Introduction

 

Super Mario Bros. is a strange movie. The very concept is bizarre and outlandish, and does not seem like something a sensible film writer would create while in a sane state of mind - the content is variable enough for its intended audience to be hard to grasp, and roping in so many big-name actors for very kooky roles can only be described as bizarre.
Of course, it's a strange movie based off a strange video game. With flying turtles, evil walking mushrooms, red blobs that shoot bullets from their masks, soaring pirate ships and many other implacable inclusions, one would think basing a movie directly off the game would be enough, but the wild changes they made just made it even stranger.


I've never heard why the movie was made. I have heard plenty about its production, how it was originally said to be an animated feature before it was changed to live-action, the numerous script changes, the problematic directors, the joyless experiences from the leading actors - but I have heard nothing official about why it was made. Nintendo were doing pretty well in the early 90s; the NES was a success and the SNES was fighting strongly with SEGA's rival console, there had already been some fairly successful cartoons based off their two main franchises, as well as a few comics in Nintendo power. SEGA had also made cartoons and comics of its new blue mascot, so I guess simply to one-up their opponent, Nintendo decided, "hey, you know what we need? A movie with a hugeass budget and Dennis Hopper with a weird friggin' haircut."

I don't know why they needed both.


Judging from the early scripts and changes, it seems it was intended to be a light-hearted affair similar in tone to the games, with fantasy elements filling in whatever the game couldn't provide, only for that to be ditched in favour of a dark and edgy sci-fi realm of parallel dimensions, evolved reptiles and rampant fungi. Given how the games are fairly light on modern technology (conveyor belts and elevators seem to grow naturally in the wild), this is just a little bit odd, to blurt out a serious understatement.
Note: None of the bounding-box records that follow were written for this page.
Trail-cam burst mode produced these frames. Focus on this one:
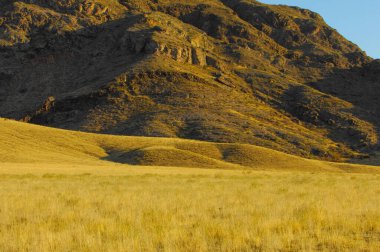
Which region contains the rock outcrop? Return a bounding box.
[0,0,380,160]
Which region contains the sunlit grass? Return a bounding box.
[0,166,380,251]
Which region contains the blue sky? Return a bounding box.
[259,0,380,58]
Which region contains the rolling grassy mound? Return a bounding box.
[0,0,380,161]
[0,119,376,172]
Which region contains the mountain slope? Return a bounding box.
[0,119,377,173]
[0,0,379,160]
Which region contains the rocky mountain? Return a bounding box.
[0,0,380,160]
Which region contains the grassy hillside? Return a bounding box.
[0,119,380,252]
[0,119,377,172]
[0,120,380,252]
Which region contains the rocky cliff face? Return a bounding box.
[0,0,380,160]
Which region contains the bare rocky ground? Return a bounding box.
[0,0,380,160]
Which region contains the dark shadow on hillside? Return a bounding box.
[0,14,154,119]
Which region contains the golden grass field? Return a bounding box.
[0,120,380,251]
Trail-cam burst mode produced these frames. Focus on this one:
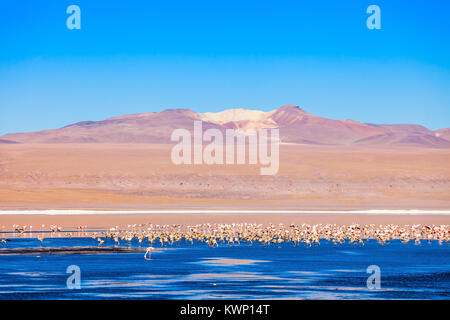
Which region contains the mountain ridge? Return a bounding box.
[0,105,450,148]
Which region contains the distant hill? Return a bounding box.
[0,105,450,148]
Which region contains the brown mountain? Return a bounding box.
[0,105,450,148]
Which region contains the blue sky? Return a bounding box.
[0,0,450,134]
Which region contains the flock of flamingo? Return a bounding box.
[0,223,450,250]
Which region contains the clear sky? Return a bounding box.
[0,0,450,134]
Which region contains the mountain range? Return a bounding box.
[0,105,450,148]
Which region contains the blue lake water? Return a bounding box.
[0,238,450,299]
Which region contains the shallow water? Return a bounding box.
[0,238,450,299]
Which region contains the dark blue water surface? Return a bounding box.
[0,238,450,299]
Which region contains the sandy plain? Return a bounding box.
[0,144,450,226]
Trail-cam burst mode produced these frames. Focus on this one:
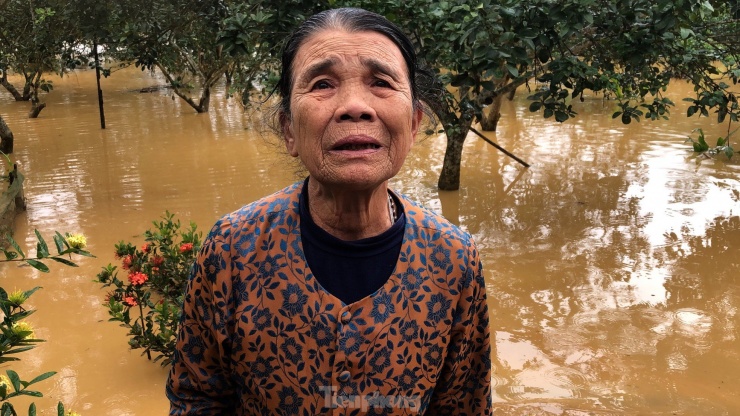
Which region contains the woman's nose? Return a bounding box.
[336,88,377,122]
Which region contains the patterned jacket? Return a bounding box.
[167,182,491,416]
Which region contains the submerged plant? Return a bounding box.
[96,212,201,366]
[0,231,93,416]
[686,128,737,159]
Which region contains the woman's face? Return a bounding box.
[283,29,422,190]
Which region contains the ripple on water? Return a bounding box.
[673,308,714,353]
[545,367,588,398]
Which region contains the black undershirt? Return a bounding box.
[299,179,406,305]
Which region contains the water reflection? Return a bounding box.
[0,69,740,415]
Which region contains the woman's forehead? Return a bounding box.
[293,29,407,75]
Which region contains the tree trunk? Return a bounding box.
[93,41,105,130]
[437,129,468,191]
[480,94,504,131]
[0,116,13,155]
[195,85,211,113]
[28,100,46,118]
[0,71,26,101]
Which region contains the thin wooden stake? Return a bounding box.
[470,127,529,168]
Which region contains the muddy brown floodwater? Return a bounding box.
[0,69,740,416]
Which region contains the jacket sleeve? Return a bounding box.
[166,219,238,416]
[429,240,492,416]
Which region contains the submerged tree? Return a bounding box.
[347,0,740,189]
[0,0,70,118]
[0,115,13,155]
[116,0,233,113]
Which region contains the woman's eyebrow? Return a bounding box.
[362,58,401,82]
[298,58,337,82]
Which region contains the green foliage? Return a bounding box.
[96,212,202,366]
[686,129,737,159]
[0,231,92,416]
[0,0,73,112]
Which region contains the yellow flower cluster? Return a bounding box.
[8,290,28,306]
[67,234,87,249]
[13,321,34,339]
[0,374,13,391]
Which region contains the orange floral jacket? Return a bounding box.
[167,182,491,416]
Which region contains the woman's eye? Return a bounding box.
[374,79,391,88]
[312,79,331,90]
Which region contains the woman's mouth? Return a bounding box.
[332,143,380,150]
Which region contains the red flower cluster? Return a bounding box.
[128,272,149,286]
[121,254,134,270]
[149,256,164,267]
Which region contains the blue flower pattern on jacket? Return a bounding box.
[167,182,491,416]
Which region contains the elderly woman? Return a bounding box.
[167,9,491,415]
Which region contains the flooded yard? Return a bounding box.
[0,68,740,416]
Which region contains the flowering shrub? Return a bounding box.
[0,231,92,416]
[97,212,202,366]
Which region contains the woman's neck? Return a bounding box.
[308,179,393,241]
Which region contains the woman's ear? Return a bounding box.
[279,111,298,157]
[411,104,424,143]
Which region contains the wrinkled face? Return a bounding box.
[282,29,422,190]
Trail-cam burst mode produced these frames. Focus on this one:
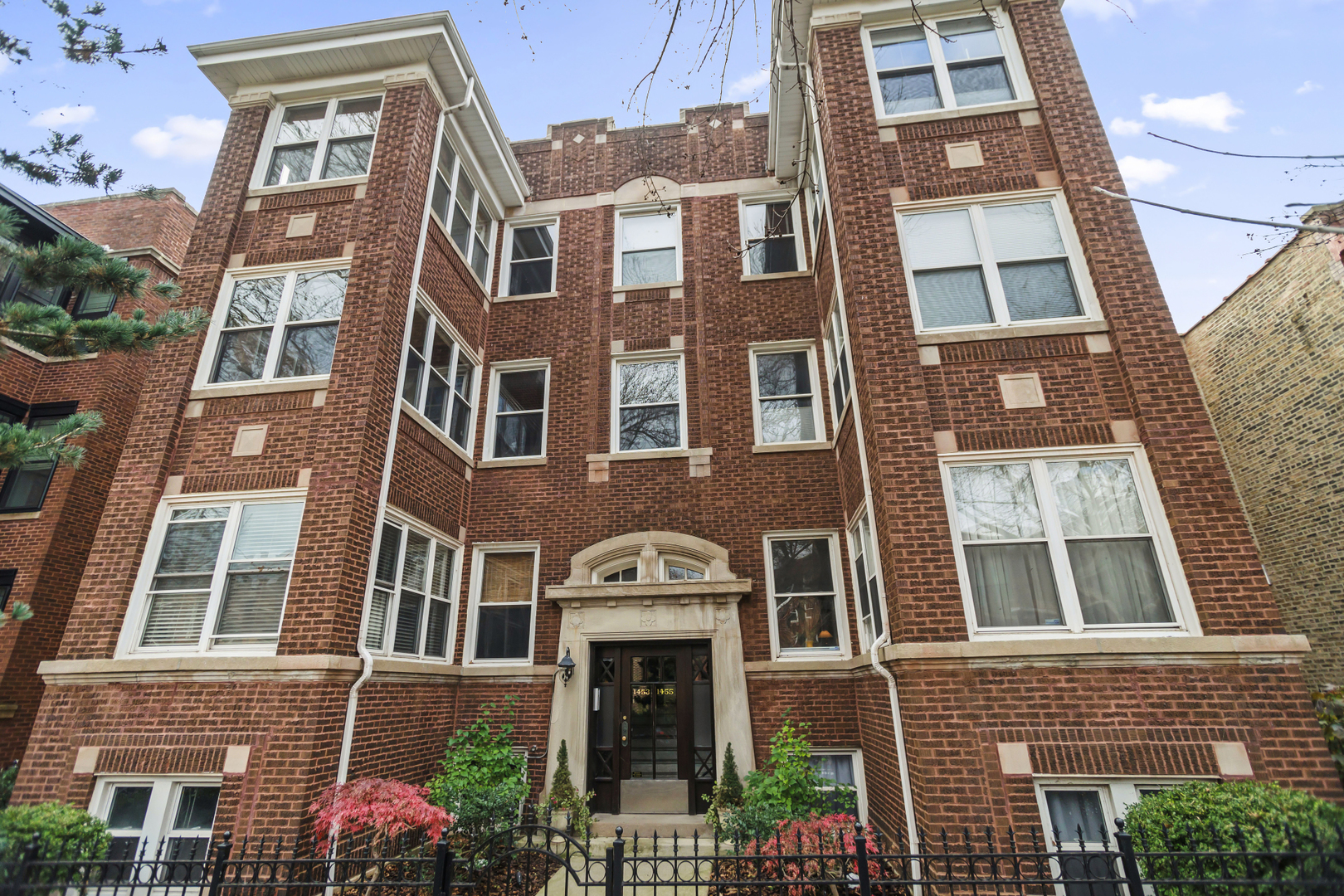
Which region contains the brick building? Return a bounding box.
[0,187,197,764]
[1184,204,1344,688]
[16,0,1344,838]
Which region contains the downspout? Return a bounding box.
[336,100,446,785]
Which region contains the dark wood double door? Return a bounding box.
[587,640,715,816]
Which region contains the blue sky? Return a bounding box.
[0,0,1344,330]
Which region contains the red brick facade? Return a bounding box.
[7,0,1344,833]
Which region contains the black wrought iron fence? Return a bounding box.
[0,816,1344,896]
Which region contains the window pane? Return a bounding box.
[770,538,835,594]
[1045,458,1147,538]
[289,270,349,321]
[172,787,219,830]
[621,249,676,286]
[275,324,338,379]
[275,102,327,144]
[774,595,840,650]
[947,61,1013,106]
[323,137,373,180]
[999,260,1083,321]
[761,397,817,445]
[985,202,1064,261]
[331,97,383,137]
[108,787,153,830]
[620,404,681,451]
[481,551,536,603]
[915,274,995,329]
[967,542,1064,627]
[620,362,681,404]
[225,277,286,329]
[952,464,1045,542]
[1045,790,1109,841]
[475,606,533,660]
[211,326,270,382]
[1069,538,1176,625]
[878,71,942,115]
[266,144,317,187]
[757,352,811,397]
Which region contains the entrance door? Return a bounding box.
[589,642,715,816]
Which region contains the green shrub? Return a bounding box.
[425,696,527,844]
[0,803,111,863]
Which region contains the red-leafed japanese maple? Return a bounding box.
[308,778,453,850]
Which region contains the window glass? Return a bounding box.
[617,360,681,451]
[770,538,840,651]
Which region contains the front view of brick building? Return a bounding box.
[16,0,1344,837]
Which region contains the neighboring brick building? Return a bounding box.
[1186,204,1344,688]
[15,0,1344,838]
[0,187,197,764]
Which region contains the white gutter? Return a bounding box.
[336,105,446,785]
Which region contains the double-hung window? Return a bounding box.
[364,520,458,660]
[752,341,825,445]
[136,499,304,653]
[429,134,494,283]
[869,12,1020,115]
[899,195,1091,330]
[210,269,349,382]
[500,221,559,295]
[0,402,78,514]
[741,199,805,274]
[485,362,551,460]
[943,451,1180,633]
[611,354,687,451]
[402,302,477,453]
[266,97,383,187]
[469,544,539,662]
[850,512,883,650]
[765,532,843,657]
[614,206,681,286]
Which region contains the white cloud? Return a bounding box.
[1142,91,1246,132]
[1110,115,1144,137]
[28,106,98,128]
[130,115,225,161]
[1119,156,1176,187]
[728,69,770,100]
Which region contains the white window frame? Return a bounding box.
[89,774,225,855]
[494,215,561,301]
[845,505,891,653]
[251,90,387,192]
[895,188,1102,334]
[192,258,351,393]
[462,542,542,666]
[938,445,1203,640]
[481,358,551,460]
[811,747,869,824]
[611,202,684,289]
[738,192,811,277]
[115,489,308,658]
[426,115,503,295]
[747,338,828,447]
[397,290,484,462]
[861,4,1035,125]
[359,504,465,664]
[610,349,691,457]
[761,529,854,661]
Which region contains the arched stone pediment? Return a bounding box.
[614,174,681,206]
[564,532,737,586]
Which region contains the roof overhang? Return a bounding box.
[187,11,528,207]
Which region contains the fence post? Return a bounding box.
[854,821,872,896]
[1116,818,1144,896]
[210,830,234,896]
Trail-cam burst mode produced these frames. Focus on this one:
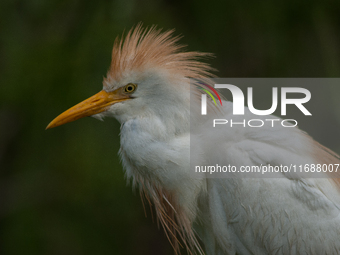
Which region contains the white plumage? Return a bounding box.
[48,26,340,255]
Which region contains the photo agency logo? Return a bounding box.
[200,84,312,128]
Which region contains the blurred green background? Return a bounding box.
[0,0,340,255]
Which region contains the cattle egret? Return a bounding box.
[47,25,340,254]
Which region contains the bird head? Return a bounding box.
[46,25,211,129]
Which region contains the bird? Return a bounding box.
[46,24,340,255]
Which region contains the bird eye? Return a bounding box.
[125,83,137,93]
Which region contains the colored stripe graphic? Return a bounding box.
[203,83,222,105]
[200,88,218,106]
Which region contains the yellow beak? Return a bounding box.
[46,90,130,129]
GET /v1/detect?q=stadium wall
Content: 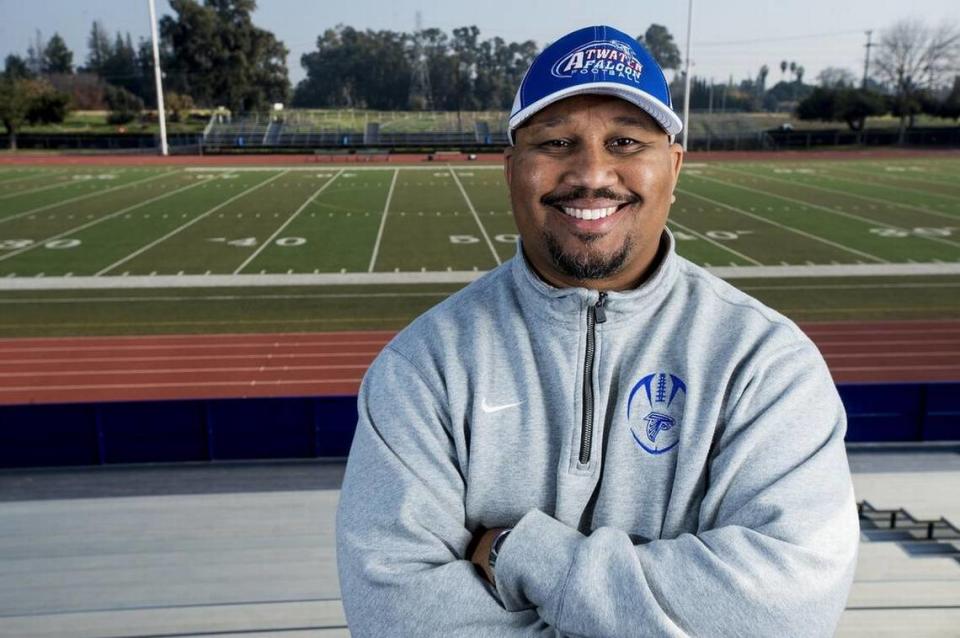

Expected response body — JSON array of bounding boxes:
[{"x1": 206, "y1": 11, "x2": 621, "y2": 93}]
[{"x1": 0, "y1": 382, "x2": 960, "y2": 468}]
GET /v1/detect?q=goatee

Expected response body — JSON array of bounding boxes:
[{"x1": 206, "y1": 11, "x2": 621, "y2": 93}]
[{"x1": 543, "y1": 230, "x2": 633, "y2": 281}]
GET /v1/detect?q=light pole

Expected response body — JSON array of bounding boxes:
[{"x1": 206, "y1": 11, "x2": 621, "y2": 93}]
[
  {"x1": 683, "y1": 0, "x2": 693, "y2": 152},
  {"x1": 148, "y1": 0, "x2": 169, "y2": 155}
]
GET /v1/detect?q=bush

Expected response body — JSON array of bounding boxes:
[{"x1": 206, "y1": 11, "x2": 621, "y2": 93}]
[
  {"x1": 27, "y1": 88, "x2": 70, "y2": 124},
  {"x1": 104, "y1": 86, "x2": 143, "y2": 124}
]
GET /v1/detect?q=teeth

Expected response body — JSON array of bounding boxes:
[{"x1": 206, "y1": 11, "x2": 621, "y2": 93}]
[{"x1": 562, "y1": 206, "x2": 617, "y2": 220}]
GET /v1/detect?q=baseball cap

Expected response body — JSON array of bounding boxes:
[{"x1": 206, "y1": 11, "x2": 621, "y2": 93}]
[{"x1": 507, "y1": 25, "x2": 683, "y2": 144}]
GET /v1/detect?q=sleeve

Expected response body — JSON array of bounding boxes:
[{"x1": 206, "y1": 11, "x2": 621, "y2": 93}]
[
  {"x1": 337, "y1": 347, "x2": 556, "y2": 638},
  {"x1": 496, "y1": 344, "x2": 859, "y2": 637}
]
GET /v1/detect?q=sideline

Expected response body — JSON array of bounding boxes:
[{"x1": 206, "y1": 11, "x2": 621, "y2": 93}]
[{"x1": 0, "y1": 263, "x2": 960, "y2": 292}]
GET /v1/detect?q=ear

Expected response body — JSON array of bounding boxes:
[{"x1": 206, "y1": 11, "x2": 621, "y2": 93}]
[{"x1": 670, "y1": 142, "x2": 683, "y2": 190}]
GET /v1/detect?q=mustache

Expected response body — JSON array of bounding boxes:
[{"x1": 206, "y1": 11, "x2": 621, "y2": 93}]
[{"x1": 540, "y1": 186, "x2": 640, "y2": 207}]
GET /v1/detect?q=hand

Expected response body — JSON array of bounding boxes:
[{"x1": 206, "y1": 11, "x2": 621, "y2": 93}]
[{"x1": 470, "y1": 527, "x2": 506, "y2": 585}]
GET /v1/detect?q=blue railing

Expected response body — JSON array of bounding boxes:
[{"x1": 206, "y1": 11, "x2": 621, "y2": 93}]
[{"x1": 0, "y1": 382, "x2": 960, "y2": 467}]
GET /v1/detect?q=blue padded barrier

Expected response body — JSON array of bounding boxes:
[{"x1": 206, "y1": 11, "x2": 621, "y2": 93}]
[{"x1": 0, "y1": 382, "x2": 960, "y2": 467}]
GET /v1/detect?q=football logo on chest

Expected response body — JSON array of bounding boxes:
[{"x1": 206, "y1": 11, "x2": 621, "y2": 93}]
[{"x1": 627, "y1": 372, "x2": 687, "y2": 454}]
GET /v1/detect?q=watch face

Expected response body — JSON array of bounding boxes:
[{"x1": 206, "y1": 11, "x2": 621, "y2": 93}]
[{"x1": 487, "y1": 529, "x2": 510, "y2": 569}]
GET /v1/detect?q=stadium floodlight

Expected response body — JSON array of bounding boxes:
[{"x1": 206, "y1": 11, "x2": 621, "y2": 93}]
[
  {"x1": 683, "y1": 0, "x2": 693, "y2": 152},
  {"x1": 147, "y1": 0, "x2": 169, "y2": 155}
]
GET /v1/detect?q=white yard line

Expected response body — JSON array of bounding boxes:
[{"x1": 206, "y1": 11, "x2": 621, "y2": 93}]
[
  {"x1": 96, "y1": 171, "x2": 287, "y2": 280},
  {"x1": 0, "y1": 170, "x2": 177, "y2": 224},
  {"x1": 0, "y1": 175, "x2": 79, "y2": 200},
  {"x1": 720, "y1": 166, "x2": 960, "y2": 228},
  {"x1": 0, "y1": 182, "x2": 205, "y2": 261},
  {"x1": 677, "y1": 188, "x2": 889, "y2": 264},
  {"x1": 0, "y1": 263, "x2": 960, "y2": 296},
  {"x1": 450, "y1": 166, "x2": 503, "y2": 266},
  {"x1": 667, "y1": 218, "x2": 763, "y2": 266},
  {"x1": 830, "y1": 166, "x2": 960, "y2": 200},
  {"x1": 233, "y1": 169, "x2": 343, "y2": 275},
  {"x1": 0, "y1": 171, "x2": 63, "y2": 188},
  {"x1": 183, "y1": 162, "x2": 503, "y2": 173},
  {"x1": 367, "y1": 168, "x2": 400, "y2": 272}
]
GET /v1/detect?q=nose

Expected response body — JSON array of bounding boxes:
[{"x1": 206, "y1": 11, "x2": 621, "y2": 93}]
[{"x1": 564, "y1": 141, "x2": 620, "y2": 190}]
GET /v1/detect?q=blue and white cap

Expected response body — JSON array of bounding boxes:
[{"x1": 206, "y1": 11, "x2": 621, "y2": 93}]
[{"x1": 507, "y1": 25, "x2": 683, "y2": 144}]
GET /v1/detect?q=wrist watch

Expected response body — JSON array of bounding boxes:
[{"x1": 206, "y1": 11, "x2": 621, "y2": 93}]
[{"x1": 487, "y1": 528, "x2": 513, "y2": 571}]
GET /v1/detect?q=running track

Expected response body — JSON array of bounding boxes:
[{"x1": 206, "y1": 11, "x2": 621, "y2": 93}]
[{"x1": 0, "y1": 321, "x2": 960, "y2": 405}]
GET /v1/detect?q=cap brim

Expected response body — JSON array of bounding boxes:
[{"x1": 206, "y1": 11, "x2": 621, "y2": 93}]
[{"x1": 507, "y1": 82, "x2": 683, "y2": 144}]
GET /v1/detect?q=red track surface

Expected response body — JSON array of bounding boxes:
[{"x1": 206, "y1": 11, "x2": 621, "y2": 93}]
[{"x1": 0, "y1": 321, "x2": 960, "y2": 404}]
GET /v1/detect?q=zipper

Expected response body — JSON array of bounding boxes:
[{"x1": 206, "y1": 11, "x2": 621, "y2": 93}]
[{"x1": 580, "y1": 292, "x2": 607, "y2": 465}]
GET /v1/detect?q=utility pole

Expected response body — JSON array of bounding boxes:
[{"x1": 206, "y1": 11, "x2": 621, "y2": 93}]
[
  {"x1": 148, "y1": 0, "x2": 170, "y2": 155},
  {"x1": 683, "y1": 0, "x2": 693, "y2": 151}
]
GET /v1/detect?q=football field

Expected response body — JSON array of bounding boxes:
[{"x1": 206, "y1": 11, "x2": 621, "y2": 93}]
[{"x1": 0, "y1": 156, "x2": 960, "y2": 336}]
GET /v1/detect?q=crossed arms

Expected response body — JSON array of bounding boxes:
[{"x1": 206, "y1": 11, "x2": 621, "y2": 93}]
[{"x1": 337, "y1": 348, "x2": 858, "y2": 637}]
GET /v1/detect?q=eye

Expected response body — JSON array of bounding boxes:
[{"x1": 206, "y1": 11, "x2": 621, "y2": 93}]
[{"x1": 610, "y1": 137, "x2": 640, "y2": 150}]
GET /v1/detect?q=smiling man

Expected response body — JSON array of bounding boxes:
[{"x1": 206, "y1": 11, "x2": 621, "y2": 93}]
[{"x1": 337, "y1": 26, "x2": 858, "y2": 636}]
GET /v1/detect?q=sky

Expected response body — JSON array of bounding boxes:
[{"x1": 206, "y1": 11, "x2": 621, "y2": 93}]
[{"x1": 0, "y1": 0, "x2": 960, "y2": 85}]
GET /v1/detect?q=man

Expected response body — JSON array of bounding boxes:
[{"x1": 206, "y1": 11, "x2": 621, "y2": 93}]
[{"x1": 337, "y1": 27, "x2": 858, "y2": 636}]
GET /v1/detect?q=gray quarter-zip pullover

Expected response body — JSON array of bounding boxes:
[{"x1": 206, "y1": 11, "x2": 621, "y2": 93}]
[{"x1": 337, "y1": 233, "x2": 858, "y2": 637}]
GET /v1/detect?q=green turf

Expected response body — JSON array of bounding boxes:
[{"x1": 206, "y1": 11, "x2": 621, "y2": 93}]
[{"x1": 0, "y1": 157, "x2": 960, "y2": 336}]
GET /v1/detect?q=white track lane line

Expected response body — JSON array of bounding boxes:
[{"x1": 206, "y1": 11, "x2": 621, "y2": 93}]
[{"x1": 0, "y1": 377, "x2": 362, "y2": 392}]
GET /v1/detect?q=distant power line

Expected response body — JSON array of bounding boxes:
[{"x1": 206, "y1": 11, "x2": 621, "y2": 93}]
[{"x1": 696, "y1": 29, "x2": 864, "y2": 47}]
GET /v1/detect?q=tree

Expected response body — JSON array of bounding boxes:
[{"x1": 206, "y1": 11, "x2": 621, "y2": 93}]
[
  {"x1": 160, "y1": 0, "x2": 290, "y2": 111},
  {"x1": 757, "y1": 64, "x2": 770, "y2": 97},
  {"x1": 817, "y1": 66, "x2": 857, "y2": 89},
  {"x1": 42, "y1": 33, "x2": 73, "y2": 74},
  {"x1": 100, "y1": 33, "x2": 141, "y2": 95},
  {"x1": 163, "y1": 91, "x2": 196, "y2": 122},
  {"x1": 637, "y1": 24, "x2": 682, "y2": 69},
  {"x1": 0, "y1": 74, "x2": 69, "y2": 150},
  {"x1": 104, "y1": 85, "x2": 143, "y2": 124},
  {"x1": 3, "y1": 53, "x2": 33, "y2": 79},
  {"x1": 797, "y1": 86, "x2": 886, "y2": 131},
  {"x1": 27, "y1": 29, "x2": 47, "y2": 75},
  {"x1": 940, "y1": 75, "x2": 960, "y2": 120},
  {"x1": 86, "y1": 20, "x2": 111, "y2": 77},
  {"x1": 874, "y1": 20, "x2": 960, "y2": 144}
]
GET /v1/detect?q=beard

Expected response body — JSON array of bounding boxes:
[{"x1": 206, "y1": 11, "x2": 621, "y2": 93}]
[
  {"x1": 543, "y1": 230, "x2": 633, "y2": 281},
  {"x1": 540, "y1": 186, "x2": 642, "y2": 281}
]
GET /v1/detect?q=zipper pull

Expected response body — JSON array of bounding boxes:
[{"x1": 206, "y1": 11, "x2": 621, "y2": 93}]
[{"x1": 593, "y1": 292, "x2": 607, "y2": 323}]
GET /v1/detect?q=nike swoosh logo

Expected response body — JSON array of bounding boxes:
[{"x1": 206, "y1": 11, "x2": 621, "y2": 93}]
[{"x1": 480, "y1": 397, "x2": 523, "y2": 414}]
You'd be hard pressed to play the games, then look at the movie and see any immediate correlation between the two besides names, making one wonder how on earth they actually got the idea from four games worth of side-scrolling platformers. Then again, you'd also wonder how they got such a completely ridiculous story and setting without basing it on a video game, despite mangling everything in the process. It's a conundrum!

 

Despite all that, it adds a certain charm to the film. The vast differences from the source material plus the unique creations are interesting, yet it's a combination of that and the scant few connections to the original that add a level of intrigue to it. We're not beaten over the head with references like, "oh, those small, squat, rounded things that shoot bullets from their gas masks are Snifits!" but rather, "oh, that garbage man who is not small, squat or rounded wearing a gas mask but has no offensive capabilities or does anything of actual use is a Snifit, and we can only tell this because it's wearing a gas mask!" Okay, that's a completely pathetic way to explain what gives the movie its odd appeal, but it's hard to describe without being a complete Nintendo nerd and having watched the movie dozens of times as an impressionable youth.

If you liked Bob Hoskins' accent in Who Framed Roger Rabbit, you'll love this. I'll leave it at that.